Basically, the well-known authority has its own public and private keys,
Kpublicauthority and Kprivateauthority, respectively. The private key is well guarded. The public key is well known and trusted. It may actually be built into the software.
A user wishing to get a certificate will first generate his or her key pair,
Kpublicuser and Kprivateuser. The public key is sent to the certifying authority, along with the users information, user_info [2]. The certifying authority will calculate a hash of the users public key and associated information:
Digest
= Hash(Kpublicuser + user_info)
The digest is then encrypted with the authoritys private key:
Signature
= Kprivateauthority(Digest)
This encrypted piece of data is included as part of the issued certificate:
Certificate
= { Kpublicuser + user_info + Signature }
Now, someone wishing to authenticate a user or other entity will get the entitys public key, along with the certificate. The public key is verified by calculating the hash of the public key and other information in the certificate:
Digest
1 = Hash(Kpublicuser + user_info)
Then, the encrypted signature is decrypted with the certifying authoritys well-known public key:
Digest
2 = Kpublicauthority(Signature)
If the two digests
Digest1 and Digest2 match, the entitys public key is considered valid. Basically, the certifying authority testifies that the public key really belongs to the user, or other entity, indicated in the certificate.
This was a simplified overview of the theory of how certificates work. In practice, there may be subtle differences from the way outlined above.
SUMMARY
This chapter provided a brief overview of the most important aspects of public key encryption.

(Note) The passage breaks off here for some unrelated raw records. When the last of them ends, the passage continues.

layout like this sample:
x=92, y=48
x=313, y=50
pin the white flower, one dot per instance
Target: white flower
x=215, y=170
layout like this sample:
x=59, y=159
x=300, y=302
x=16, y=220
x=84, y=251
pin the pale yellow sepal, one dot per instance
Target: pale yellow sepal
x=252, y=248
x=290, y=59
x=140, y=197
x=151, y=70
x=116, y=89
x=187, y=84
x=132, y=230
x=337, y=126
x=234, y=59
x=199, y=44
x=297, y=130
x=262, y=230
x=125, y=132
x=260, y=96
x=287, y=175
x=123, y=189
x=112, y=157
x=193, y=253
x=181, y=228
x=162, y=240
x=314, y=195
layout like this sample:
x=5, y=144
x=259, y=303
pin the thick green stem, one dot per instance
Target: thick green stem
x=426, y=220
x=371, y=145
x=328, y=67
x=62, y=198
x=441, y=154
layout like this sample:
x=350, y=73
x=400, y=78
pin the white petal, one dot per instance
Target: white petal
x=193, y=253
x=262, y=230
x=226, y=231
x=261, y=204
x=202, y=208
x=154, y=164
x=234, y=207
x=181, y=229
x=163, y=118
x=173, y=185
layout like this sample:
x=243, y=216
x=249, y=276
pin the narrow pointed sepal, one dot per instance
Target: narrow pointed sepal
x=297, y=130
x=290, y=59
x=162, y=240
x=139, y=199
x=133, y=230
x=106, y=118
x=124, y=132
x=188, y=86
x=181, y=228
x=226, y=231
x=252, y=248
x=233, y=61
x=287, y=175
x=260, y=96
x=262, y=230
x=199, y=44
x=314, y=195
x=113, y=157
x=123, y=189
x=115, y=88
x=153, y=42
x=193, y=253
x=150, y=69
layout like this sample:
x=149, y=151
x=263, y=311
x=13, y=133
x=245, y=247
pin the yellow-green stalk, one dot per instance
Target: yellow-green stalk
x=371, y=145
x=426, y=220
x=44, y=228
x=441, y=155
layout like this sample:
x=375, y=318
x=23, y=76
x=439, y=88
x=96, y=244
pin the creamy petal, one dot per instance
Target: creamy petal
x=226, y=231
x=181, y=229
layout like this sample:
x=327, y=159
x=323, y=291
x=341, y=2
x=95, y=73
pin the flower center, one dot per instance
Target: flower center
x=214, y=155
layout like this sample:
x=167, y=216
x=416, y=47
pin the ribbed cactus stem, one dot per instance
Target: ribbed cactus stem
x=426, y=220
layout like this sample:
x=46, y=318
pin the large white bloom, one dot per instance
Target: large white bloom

After this, you will know the basic terminology and theory behind encryption-based security. While encryption techniques provide confidentiality, integrity, and authentication of data while its in the wire, there are other aspects of security that are equally important. The next chapter focuses on the aspects of making the internal network itself more secure.
Endnotes
1. With high mathematical probability. Theoretically, it is possible to have two pieces of data that yield the exact same MD5 signature. However, for practical purposes, this is extremely unlikely.
2. In this context, a "user" may actually be any entity that has a key pair, such as a secure Web server, or any party of secure communication. It is not limited to actual people.